En suivant Bovary lors de ses visites, combien de fois ne le voyons-nous pas à cheval « dans les sentiers dont les blés lui montaient jusqu’aux genoux ? »

Flaubert fait des réflexions pertinentes en matière d’agronomie, nous prouvant qu’il se tenait au courant de l’évolution agricole de sa région.

Les Yonvillais ne semblent pas, à son gré, participer au développement des céréales qui font la richesse du pays de Caux : « Au lieu d’améliorer les cultures, on s’y obstine encore aux herbages, quelque dépréciés qu’ils soient… » (47)

Il différencie nettement le pays de Bray, voué à l’élevage, et le Caux où l’on cultive les céréales : « La prairie s’allonge sous un bourrelet de collines basses pour se rattacher par derrière aux pâturages du pays de Bray, tandis que, du côté de l’est, la plaine, montant doucement, va s’élargissant et étale à perte de vue ses longues pièces de blé » (48)

Il est probable que Flaubert ait assisté aux comices agricoles de Darnétal. Le discours du député Lieuvain montre qu’il connaissait les innovations agricoles en cette seconde moitié du 19e siècle, en pays de Caux. En effet, le lin et le colza prennent leur essor : « …Ailleurs, ce sont les pommiers à cidre ; là, le colza, plus loin, les fromages et le lin ; messieurs, n’oublions pas le lin qui a pris ces dernières années et sur lequel, j’appellerai plus particulièrement votre attention » (49)

Il n’ignore rien de l’installation de manufactures textiles dans les vallées normandes. Le traitement du lin représente une entreprise originale au 19e siècle : « Ils étaient tous, Monsieur et Madame Bovary, Homais et Monsieur Léon, partis voir, à une demi-lieue d’Yonville, dans la vallée, une filature de lin que l’on établissait » (50)

Et ce n’est pas un hasard si la mère Rollet « prend son rouet et se met à filer du lin » ; quelques années plus tôt, elle ne travaillait que la laine.

L’essor agricole de la Normandie est ressenti même sur les sols les plus défavorisés du sud. Bouvard et Pécuchet visitent avec un regard admiratif la ferme modèle de Monsieur de Faverges : « Vu le nombre de ces bestiaux, il s’appliquait aux prairies artificielles ; c’était d’ailleurs un bon précédent pour les autres récoltes, ce qui n’a pas toujours lieu avec les racines fourragères ».

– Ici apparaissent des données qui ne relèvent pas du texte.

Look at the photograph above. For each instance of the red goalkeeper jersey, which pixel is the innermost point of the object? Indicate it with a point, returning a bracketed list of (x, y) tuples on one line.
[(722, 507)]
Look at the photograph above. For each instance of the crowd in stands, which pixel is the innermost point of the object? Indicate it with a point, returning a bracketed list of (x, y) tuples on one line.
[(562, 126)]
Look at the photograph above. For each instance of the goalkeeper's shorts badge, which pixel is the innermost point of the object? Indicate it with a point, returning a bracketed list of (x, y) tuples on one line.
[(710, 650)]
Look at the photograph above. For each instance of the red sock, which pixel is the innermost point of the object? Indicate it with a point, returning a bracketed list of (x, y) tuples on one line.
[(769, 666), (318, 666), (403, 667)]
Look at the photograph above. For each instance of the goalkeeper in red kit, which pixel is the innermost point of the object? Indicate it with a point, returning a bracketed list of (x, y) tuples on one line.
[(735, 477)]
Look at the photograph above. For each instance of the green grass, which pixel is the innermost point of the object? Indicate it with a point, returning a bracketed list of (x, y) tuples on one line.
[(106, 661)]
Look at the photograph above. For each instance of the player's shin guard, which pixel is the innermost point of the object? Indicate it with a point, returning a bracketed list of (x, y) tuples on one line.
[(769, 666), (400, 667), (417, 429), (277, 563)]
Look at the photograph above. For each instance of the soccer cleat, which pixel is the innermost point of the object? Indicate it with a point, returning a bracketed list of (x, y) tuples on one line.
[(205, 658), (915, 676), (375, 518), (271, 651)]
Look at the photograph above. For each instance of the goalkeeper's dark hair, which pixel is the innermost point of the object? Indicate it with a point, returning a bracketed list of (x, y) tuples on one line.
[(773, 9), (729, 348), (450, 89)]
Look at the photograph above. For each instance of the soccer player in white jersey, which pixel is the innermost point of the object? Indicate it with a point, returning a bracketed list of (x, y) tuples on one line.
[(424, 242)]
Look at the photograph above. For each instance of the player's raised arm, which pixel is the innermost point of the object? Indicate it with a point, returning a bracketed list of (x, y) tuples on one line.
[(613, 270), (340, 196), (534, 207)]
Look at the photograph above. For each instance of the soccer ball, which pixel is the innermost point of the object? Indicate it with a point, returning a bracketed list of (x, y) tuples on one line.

L’image traditionnelle de la « masure » entourée de pommiers subsiste toujours intégrée dans le paysage verdoyant : « Les pommiers étaient en fleurs et l’herbe, dans la cour, fumait sous le soleil levant. Au bord de la mare, à demi couverte d’un drap, une vache beuglait… » (51)

Architecture régionale

La première vision que nous avons d’Yonville est celle des chaumières « encloses de haies, au milieu des cours pleines de bâtiments épars, pressoirs, charretteries et bouilleries disséminés sous les arbres touffus portant des échelles, des gaules… » (52)

L’architecture de ces chaumières semble se fondre au paysage. L’auteur leur donne cette dénomination de « masures » qu’il a empruntée au patois cauchois. Ce mot n’a pas le même sens que celui du français courant. Le terme ne concerne pas uniquement l’habitation normande, mais aussi « l’herbage » planté souvent de pommiers. Il l’utilise en tant que normandisme. On retrouve ces masures chaque fois qu’il évoque nos paysages. Quelle que puisse être l’aisance de leur propriétaire, elles demeurent attachées aux procédés et matériaux de construction locaux. Il nous en fait une description très pittoresque : « Les toits de chaume, comme des bonnets de fourrure rabattus sur des yeux, descendent jusqu’au tiers à peu près des fenêtres basses dont les gros verres bombés sont garnis d’un nœud dans le milieu, à la façon d’un cul de bouteille ». (53)

Même la remarque la plus insignifiante est imprégnée de caractère local. Il a dû se divertir, enfant, à suivre les circonvolutions du « nœud » dans le verre des fenêtres à petits carreaux. (Les fenêtres à petits carreaux des chaumières normandes sont constituées d’un verre grossier, dépoli et noueux). Un détail comme celui-ci a une puissance évocatrice que ne peut ressentir un lecteur originaire d’une autre province. Il décrit ces chaumières en Normand, employant une comparaison significative : ce verre grossier évoque aussitôt dans son esprit les bouteilles de cidre doux. (54)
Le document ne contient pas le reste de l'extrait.